Saturday, March 7, 2015

AWS Autoscaling with F5 Big IP dynamic node add/remove

In continuation of the F5 series (setup F5 BIG-IP HA on AWS EC2, setup a Virtual Server), I am going to share my experience with using AWS Autoscaling with F5 Big-IP.

AWS EC2 has an awesome feature called AutoScaling which one can use to maintain a pool of servers at a desired size or scale the cluster up or down based on CPU utilization, network IO, etc. This gives us the ability to size our cluster according to the traffic resulting in optimal utilization of resources and cost saving.

The tricky part here is to add/remove nodes on F5 as the nodes get added/removed. Since F5 needs to know about the new nodes added removed, we need to integrate AWS Autoscaling with F5.

I used F5 REST API to achieve the same. AWS Autoscaling transmits events about the scaling activities through SNS. All we need to do is listen :)

I have created a micro service which listens for such events and does the needful on F5. I have published my implementation here  .

Please feel free to use it. A simple thank you would suffice if you find it useful and it saves some time for you :) .

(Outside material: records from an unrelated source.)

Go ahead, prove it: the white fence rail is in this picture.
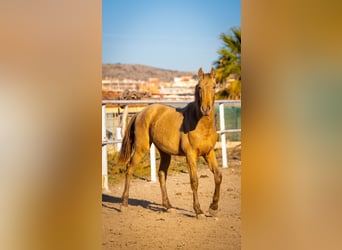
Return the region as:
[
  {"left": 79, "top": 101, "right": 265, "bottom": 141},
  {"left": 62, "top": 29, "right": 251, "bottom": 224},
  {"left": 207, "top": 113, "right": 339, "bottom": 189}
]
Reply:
[{"left": 102, "top": 100, "right": 241, "bottom": 190}]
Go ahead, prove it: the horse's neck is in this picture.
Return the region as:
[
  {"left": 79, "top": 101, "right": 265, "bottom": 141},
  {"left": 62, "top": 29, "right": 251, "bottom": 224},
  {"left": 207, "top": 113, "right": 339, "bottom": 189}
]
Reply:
[{"left": 186, "top": 102, "right": 214, "bottom": 125}]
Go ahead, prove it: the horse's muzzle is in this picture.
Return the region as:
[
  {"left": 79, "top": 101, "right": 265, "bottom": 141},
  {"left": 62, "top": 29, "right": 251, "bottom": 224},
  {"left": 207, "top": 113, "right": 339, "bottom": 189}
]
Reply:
[{"left": 201, "top": 105, "right": 211, "bottom": 116}]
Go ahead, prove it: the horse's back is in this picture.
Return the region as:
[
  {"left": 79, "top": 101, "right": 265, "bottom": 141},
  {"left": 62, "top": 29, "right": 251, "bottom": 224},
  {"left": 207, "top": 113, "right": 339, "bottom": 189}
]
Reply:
[{"left": 137, "top": 104, "right": 183, "bottom": 155}]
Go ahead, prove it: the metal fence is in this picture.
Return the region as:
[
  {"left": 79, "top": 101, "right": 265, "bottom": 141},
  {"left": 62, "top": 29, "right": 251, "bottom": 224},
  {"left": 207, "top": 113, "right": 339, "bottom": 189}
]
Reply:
[{"left": 102, "top": 100, "right": 241, "bottom": 190}]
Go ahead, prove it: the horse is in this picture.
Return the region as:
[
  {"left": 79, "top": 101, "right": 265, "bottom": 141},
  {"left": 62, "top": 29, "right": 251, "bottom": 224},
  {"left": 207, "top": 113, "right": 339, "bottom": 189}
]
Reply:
[{"left": 118, "top": 68, "right": 222, "bottom": 218}]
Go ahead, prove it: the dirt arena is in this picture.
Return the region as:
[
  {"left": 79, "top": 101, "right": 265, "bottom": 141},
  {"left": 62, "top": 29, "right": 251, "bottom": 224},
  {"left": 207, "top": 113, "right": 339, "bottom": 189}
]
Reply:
[{"left": 102, "top": 151, "right": 241, "bottom": 250}]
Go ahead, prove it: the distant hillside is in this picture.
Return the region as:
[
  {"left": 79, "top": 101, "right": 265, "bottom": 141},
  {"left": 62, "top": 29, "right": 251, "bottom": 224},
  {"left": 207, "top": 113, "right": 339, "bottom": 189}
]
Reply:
[{"left": 102, "top": 63, "right": 197, "bottom": 82}]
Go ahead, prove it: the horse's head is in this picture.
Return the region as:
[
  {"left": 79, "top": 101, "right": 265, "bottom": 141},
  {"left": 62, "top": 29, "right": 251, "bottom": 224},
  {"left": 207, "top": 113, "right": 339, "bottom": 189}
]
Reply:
[{"left": 195, "top": 68, "right": 216, "bottom": 116}]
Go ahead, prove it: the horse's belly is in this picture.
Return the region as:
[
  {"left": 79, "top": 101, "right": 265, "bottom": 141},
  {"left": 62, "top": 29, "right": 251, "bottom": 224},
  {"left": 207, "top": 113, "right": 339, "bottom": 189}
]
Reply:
[{"left": 152, "top": 131, "right": 182, "bottom": 155}]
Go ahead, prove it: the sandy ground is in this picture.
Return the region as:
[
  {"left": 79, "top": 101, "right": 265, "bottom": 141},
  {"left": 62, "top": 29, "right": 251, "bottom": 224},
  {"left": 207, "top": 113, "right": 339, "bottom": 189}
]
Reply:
[{"left": 102, "top": 154, "right": 241, "bottom": 249}]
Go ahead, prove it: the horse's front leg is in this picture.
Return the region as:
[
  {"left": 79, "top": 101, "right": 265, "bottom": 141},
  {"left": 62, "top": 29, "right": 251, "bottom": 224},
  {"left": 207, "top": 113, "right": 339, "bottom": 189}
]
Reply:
[
  {"left": 187, "top": 154, "right": 204, "bottom": 218},
  {"left": 158, "top": 151, "right": 172, "bottom": 211},
  {"left": 204, "top": 150, "right": 222, "bottom": 216}
]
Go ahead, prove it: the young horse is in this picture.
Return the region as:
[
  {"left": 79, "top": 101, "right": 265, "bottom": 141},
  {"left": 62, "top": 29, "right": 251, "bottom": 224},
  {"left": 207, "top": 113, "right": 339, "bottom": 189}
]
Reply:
[{"left": 119, "top": 68, "right": 222, "bottom": 218}]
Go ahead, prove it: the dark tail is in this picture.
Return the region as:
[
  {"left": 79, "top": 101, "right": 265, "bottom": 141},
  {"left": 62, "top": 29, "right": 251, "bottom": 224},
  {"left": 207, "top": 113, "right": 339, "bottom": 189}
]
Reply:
[{"left": 118, "top": 115, "right": 137, "bottom": 163}]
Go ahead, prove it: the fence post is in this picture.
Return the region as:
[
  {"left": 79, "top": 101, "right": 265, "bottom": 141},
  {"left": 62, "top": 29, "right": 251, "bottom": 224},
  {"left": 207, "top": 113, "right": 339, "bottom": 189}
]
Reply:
[
  {"left": 150, "top": 143, "right": 157, "bottom": 182},
  {"left": 102, "top": 104, "right": 109, "bottom": 191},
  {"left": 219, "top": 103, "right": 228, "bottom": 168}
]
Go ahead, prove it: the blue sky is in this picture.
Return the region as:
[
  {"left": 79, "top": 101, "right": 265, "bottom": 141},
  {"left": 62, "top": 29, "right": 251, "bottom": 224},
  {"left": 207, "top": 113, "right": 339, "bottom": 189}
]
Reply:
[{"left": 102, "top": 0, "right": 241, "bottom": 72}]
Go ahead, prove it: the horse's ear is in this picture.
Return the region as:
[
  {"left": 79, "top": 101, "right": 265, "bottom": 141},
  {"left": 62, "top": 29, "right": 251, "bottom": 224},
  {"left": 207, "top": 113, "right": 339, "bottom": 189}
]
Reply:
[
  {"left": 198, "top": 68, "right": 204, "bottom": 80},
  {"left": 210, "top": 68, "right": 216, "bottom": 78}
]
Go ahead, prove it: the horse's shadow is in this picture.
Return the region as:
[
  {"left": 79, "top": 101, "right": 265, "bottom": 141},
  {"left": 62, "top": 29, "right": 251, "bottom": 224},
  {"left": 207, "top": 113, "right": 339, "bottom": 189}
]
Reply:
[{"left": 102, "top": 194, "right": 194, "bottom": 217}]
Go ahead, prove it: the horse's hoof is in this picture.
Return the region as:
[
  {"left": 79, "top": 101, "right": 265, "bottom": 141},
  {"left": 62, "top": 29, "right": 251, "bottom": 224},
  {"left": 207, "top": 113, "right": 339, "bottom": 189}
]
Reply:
[
  {"left": 120, "top": 204, "right": 128, "bottom": 213},
  {"left": 209, "top": 208, "right": 218, "bottom": 217},
  {"left": 166, "top": 207, "right": 176, "bottom": 214},
  {"left": 196, "top": 214, "right": 205, "bottom": 220}
]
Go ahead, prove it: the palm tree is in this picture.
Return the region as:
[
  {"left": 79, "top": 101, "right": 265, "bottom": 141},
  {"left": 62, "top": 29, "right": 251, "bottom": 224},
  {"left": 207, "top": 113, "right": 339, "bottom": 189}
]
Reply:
[{"left": 214, "top": 27, "right": 241, "bottom": 99}]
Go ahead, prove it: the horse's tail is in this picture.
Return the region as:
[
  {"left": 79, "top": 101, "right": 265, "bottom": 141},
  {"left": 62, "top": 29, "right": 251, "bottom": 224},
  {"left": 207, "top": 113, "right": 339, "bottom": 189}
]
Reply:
[{"left": 118, "top": 115, "right": 137, "bottom": 163}]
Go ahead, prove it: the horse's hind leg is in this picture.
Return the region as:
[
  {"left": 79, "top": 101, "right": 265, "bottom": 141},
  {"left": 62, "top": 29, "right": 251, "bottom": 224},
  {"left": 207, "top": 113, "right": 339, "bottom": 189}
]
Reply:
[
  {"left": 204, "top": 150, "right": 222, "bottom": 216},
  {"left": 158, "top": 151, "right": 172, "bottom": 209},
  {"left": 121, "top": 149, "right": 145, "bottom": 208}
]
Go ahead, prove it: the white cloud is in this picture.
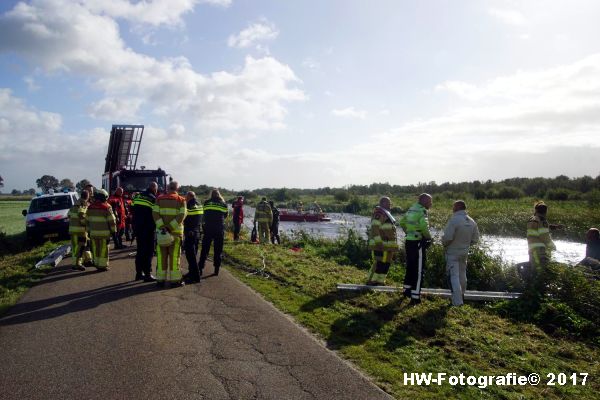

Thursday, January 15, 2015

Creating a Virtual Server on F5 BIG IP HA Active/Passive (Active/Standby) on AWS EC2 / VPC

Please visit my previous blog on how to setup an Active/Standby F5 Big IP on AWS here. The blog also covers some basics of F5 terminologies.

Now its time to get your load balancer up and running. You can run multiple instances of load balanced instances on F5. These are called Virtual Servers on F5.

1: Prerequisites:

  1. Make sure that you have your backend servers that you want to load balance ready.
  2. Make sure that the security groups have the required ports open both for F5 as well as backend server subnets.
  3. Make sure that the services you want to load balance on these nodes are running :)

2: Setup Nodes on F5:

  1. Goto Local Traffic > Nodes > Node List. Click Create .
  2. Give the desired Name and Address.
  3. Health Monitors as Node Default.
  4. Click Finished
If the node is reachable you should see the node status as a Blue Box.

3: Create a Pool on F5:
  1. Goto Local Traffic > Pools > Pool List. Click Create.
  2. Enter the desired Name.
  3. Select one of the Health Monitors. This is for checking the health of the backend servers.
  4. Select the Load Balancing Method.
  5. Under New Members. Select Node List and add the desired nodes to the pool.
  6. Click Finished .
  7. If the pool has been setup properly, it should have a green status.
4: Creating the Virtual Server on F5:
  1. Add an additional private IP to the the ENI which in on external VLAN. This becomes your Load Balancer IP.
  2. Goto Local Traffic > Virtual Servers > Virtual Server List. Click Create.
  3. Enter the desired Name and Type.
  4. Source Address is the IP range this VS should accept.To allow access from all IPs enter
  5. Destination Address should be the new private IP that we just now created.
  6. Service Port is the port your service is running on.
  7. Source Address Translation should be Auto Map. Please note that if you dont do this your Virtual Server will not work and the request would never reach your backend servers.
  8. From Default Pool select the pool that we had created above.
  9. Select the other settings as desired. For this exercise, leave the other settings as is.
If the VS has been setup properly, it should show green in the status.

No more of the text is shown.